Nats expect Scherzer to miss another start
SAN FRANCISCO -- Max Scherzer is expected to miss at least one more start for the Nationals, according to manager Dave Martinez, and he'll almost certainly spend more time on the injured list with a strained rhomboid muscle in his upper back. Martinez said Scherzer was “status quo” prior to Wednesday’s series finale at Oracle Park, and that the right-hander might attempt to play catch.
But Scherzer did not appear to play catch prior to Wednesday's game, nor did he pick up a ball on Tuesday. After Scherzer felt some discomfort following light catch over the past few days, Martinez initially hinted that Scherzer might not pick up a ball again until Friday in New York.

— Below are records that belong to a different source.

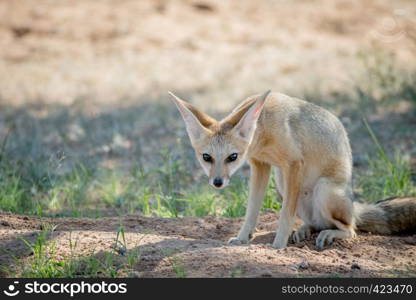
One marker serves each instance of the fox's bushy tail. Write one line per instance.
(390, 216)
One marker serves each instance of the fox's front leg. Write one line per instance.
(292, 179)
(259, 178)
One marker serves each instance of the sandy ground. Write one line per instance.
(198, 246)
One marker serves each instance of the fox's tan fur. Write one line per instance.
(310, 150)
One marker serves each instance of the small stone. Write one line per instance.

“Because he did come out not feeling good, I think the best thing is to make sure that he feels 100 percent, really,” Martinez said. “Like I said, it’s frustrating for him, because he’s never been injured…. It’s been slower than he anticipated, but we’re heading in the right direction.”

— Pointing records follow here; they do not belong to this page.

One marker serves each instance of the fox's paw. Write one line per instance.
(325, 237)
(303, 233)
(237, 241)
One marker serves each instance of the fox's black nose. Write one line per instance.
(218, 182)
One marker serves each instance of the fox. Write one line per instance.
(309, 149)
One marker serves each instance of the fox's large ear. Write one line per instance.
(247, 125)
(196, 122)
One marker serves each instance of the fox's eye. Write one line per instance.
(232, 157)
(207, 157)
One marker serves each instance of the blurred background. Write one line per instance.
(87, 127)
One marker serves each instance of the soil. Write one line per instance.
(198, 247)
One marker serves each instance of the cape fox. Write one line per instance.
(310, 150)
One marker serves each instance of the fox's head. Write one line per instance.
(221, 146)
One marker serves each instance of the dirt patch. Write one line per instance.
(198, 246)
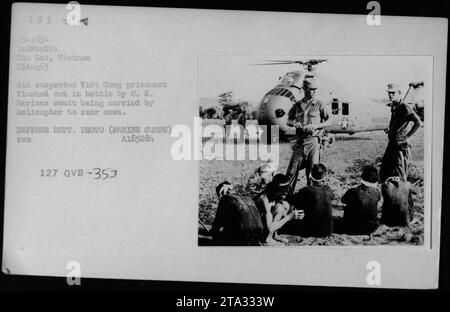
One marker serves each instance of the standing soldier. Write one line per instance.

Initially, Scherzer thought that this back injury would not require him to miss any time.
Scherzer first felt soreness in his back following his start in Detroit on June 30, and he pitched through it for one start before his first stint on the injured list. He returned on July 25 to throw five innings against the Rockies, but the discomfort returned the next day and the Nats placed him on the IL on July 29, retroactive to July 26.
Washington shut down Scherzer for a few days in order to let him build up strength in his back and to allow his injury to calm down. But the sidelined Scherzer has been antsy. He wanted to play catch on Tuesday, but the Nats had to force him to take a day off. Martinez has instructed the training staff to keep him busy.

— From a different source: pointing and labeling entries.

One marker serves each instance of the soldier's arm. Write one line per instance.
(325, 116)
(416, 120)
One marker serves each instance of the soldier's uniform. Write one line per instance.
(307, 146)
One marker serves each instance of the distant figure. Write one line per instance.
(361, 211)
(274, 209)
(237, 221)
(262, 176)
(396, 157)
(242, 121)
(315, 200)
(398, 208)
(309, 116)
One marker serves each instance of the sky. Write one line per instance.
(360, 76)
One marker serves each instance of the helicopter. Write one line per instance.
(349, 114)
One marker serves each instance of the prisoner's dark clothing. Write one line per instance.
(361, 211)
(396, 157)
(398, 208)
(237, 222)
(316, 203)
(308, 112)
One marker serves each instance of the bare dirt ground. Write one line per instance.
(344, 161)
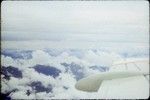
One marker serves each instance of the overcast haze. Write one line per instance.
(75, 21)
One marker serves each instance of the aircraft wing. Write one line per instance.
(124, 80)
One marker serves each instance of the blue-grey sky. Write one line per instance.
(74, 21)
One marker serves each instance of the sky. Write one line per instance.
(74, 22)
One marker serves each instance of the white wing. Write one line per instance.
(124, 80)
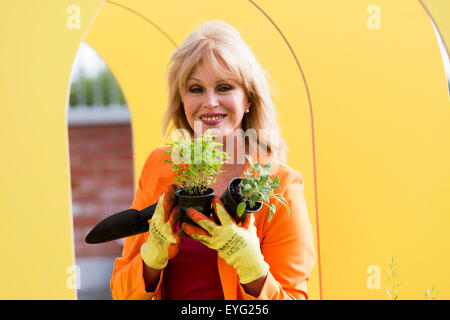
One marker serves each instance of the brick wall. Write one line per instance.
(101, 163)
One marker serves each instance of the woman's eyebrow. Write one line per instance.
(218, 81)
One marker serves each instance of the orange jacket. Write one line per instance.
(286, 241)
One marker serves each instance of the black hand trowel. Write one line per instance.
(120, 225)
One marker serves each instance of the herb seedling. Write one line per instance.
(256, 186)
(196, 162)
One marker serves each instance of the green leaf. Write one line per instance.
(240, 208)
(276, 181)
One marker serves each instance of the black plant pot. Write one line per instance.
(231, 199)
(202, 203)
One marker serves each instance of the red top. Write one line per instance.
(193, 273)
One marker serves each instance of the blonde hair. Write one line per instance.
(221, 45)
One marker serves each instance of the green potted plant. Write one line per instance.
(196, 163)
(247, 195)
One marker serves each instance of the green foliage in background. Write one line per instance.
(82, 90)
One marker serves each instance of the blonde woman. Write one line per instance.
(216, 83)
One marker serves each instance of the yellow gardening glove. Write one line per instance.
(163, 242)
(238, 246)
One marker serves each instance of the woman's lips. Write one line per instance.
(212, 122)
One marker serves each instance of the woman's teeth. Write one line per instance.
(212, 118)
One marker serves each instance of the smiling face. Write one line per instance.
(213, 101)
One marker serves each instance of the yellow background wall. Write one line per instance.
(365, 113)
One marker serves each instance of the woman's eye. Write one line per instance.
(195, 89)
(225, 88)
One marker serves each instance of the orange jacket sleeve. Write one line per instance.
(127, 280)
(287, 244)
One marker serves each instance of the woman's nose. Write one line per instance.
(211, 100)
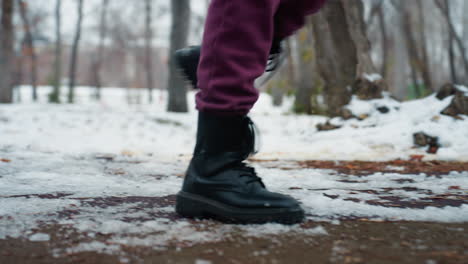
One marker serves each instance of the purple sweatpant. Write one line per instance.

Scherzer, who just turned 35, has been one of the most durable pitchers in baseball. He has made at least 30 starts in 10 consecutive seasons, and he has thrown at least 200 innings every year since 2013. This injury has interrupted what was shaping up to be another strong bid to win the National League Cy Young Award -- he already has three -- and it has left a hole in the Nationals' rotation on a team fighting for a position in the NL Wild Card race.
That's why Scherzer is fighting to get back on the field as quickly as possible. But the Nationals also understand that they need their ace to be at full strength in order to make a deep postseason run.
“We know he’s frustrated, but we’re going to get him right,” Martinez said. “I told him, ‘You’ve got to trust the medical staff now. I know you want to pitch.’ He wants to pitch, but [we've] got to be safe. [We've] got to make sure he’s OK.”